Part 2: Contains selected variables from simulations where trees were replaced with C3 grass, at a daily time resolution [https://doi.org/10.5061/dryad.z8w9ghxqr].
Part 3: Contains all variables from simulations where trees were replaced with shrubs, at a monthly averaged time resolution [https://doi.org/10.5061/dryad.5hqbzkhh0].
Part 4: Contains selected variables from simulations where trees were replaced with shrubs, at a daily time resolution [https://doi.org/10.5061/dryad.ttdz08m8f].
Description of the data and file structure
This dataset presents climate model output for 16 experiments and 1 control run simulated using the Community Earth System Model. In each experiment, tree cover is modified for an ecoregion of the US described by NEON domains (https://www.neonscience.org/field-sites/about-field-sites(opens in new window)). See further description of the experiments and model information in the accompanying paper.

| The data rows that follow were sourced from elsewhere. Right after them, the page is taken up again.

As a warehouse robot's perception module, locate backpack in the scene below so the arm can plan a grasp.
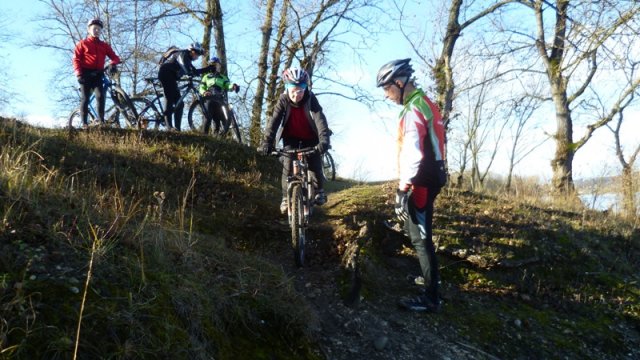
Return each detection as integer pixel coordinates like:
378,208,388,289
158,45,180,65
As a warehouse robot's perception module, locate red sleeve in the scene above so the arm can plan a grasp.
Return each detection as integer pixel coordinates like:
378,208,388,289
105,43,120,65
73,40,84,76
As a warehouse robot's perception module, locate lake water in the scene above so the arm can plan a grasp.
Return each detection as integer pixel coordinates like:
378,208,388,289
580,193,640,212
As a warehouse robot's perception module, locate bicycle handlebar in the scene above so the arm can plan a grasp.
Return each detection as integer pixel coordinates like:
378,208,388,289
271,146,318,156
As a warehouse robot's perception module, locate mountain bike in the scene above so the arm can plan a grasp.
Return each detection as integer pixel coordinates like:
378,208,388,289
271,147,318,267
187,92,242,144
67,67,138,129
321,151,336,181
131,75,206,130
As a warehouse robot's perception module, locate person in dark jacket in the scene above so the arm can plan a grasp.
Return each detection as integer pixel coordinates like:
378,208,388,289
73,19,120,128
158,43,210,131
258,68,330,214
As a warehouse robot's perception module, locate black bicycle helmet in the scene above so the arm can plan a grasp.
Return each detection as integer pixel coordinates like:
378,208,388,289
189,43,204,55
376,59,413,87
87,19,104,28
282,68,309,85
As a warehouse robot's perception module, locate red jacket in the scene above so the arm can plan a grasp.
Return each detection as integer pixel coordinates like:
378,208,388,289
73,36,120,76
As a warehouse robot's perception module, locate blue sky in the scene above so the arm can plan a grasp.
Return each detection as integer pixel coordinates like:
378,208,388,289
0,0,640,184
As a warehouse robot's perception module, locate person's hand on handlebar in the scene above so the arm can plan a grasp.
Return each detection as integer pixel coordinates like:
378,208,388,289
316,143,331,154
258,142,273,156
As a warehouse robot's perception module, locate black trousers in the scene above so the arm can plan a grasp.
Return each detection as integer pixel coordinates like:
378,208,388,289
80,71,107,125
204,95,225,134
158,66,184,130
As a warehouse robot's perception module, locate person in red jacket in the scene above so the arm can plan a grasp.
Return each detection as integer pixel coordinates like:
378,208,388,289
73,19,120,128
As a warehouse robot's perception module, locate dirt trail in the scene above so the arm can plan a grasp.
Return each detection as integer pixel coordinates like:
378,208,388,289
266,208,497,360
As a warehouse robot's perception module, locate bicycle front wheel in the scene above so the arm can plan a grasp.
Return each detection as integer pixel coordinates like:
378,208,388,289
289,185,306,267
322,151,336,181
131,97,164,130
67,109,96,129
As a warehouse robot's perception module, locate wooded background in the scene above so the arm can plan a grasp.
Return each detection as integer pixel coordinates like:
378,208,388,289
17,0,640,214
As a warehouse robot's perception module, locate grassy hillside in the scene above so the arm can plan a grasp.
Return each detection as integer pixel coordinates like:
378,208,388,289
0,119,640,359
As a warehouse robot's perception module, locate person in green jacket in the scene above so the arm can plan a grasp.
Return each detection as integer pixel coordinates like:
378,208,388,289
199,56,240,134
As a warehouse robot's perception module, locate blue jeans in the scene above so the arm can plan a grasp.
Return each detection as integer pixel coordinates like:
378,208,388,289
404,189,440,302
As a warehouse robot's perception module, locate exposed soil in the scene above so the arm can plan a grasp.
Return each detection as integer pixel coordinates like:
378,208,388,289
260,188,640,360
264,211,496,360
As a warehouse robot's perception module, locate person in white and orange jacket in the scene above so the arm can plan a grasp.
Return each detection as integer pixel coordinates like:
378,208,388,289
377,59,447,312
73,19,120,128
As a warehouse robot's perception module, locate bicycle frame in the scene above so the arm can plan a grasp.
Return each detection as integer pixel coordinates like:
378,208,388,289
276,147,317,222
146,76,203,114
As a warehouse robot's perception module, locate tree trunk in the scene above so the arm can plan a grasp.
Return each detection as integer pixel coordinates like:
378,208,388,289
205,0,227,74
265,0,289,119
249,0,276,146
433,0,462,133
622,165,638,219
551,85,575,195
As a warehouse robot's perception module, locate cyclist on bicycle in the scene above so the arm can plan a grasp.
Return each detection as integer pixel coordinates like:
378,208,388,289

Data is presented in NetCDF files, which contain metadata information that describes variable names, units, and grid information. The data are global with latitude and longitude dimensions, and additionally have a time dimension. Some variables also have a height or depth dimension. The dimensions are described in the metadata.
The files are tarballs which contain the NetCDF files. The NetCDF files contain time series of individual variables for each of our 14 experiments and a control run. For each experiment there is one tarball for atmosphere variables and one for land variables.
Experiment files are named by the NEON domain number, as well as the plant functional type number of the plant type that replaced trees in a given domain.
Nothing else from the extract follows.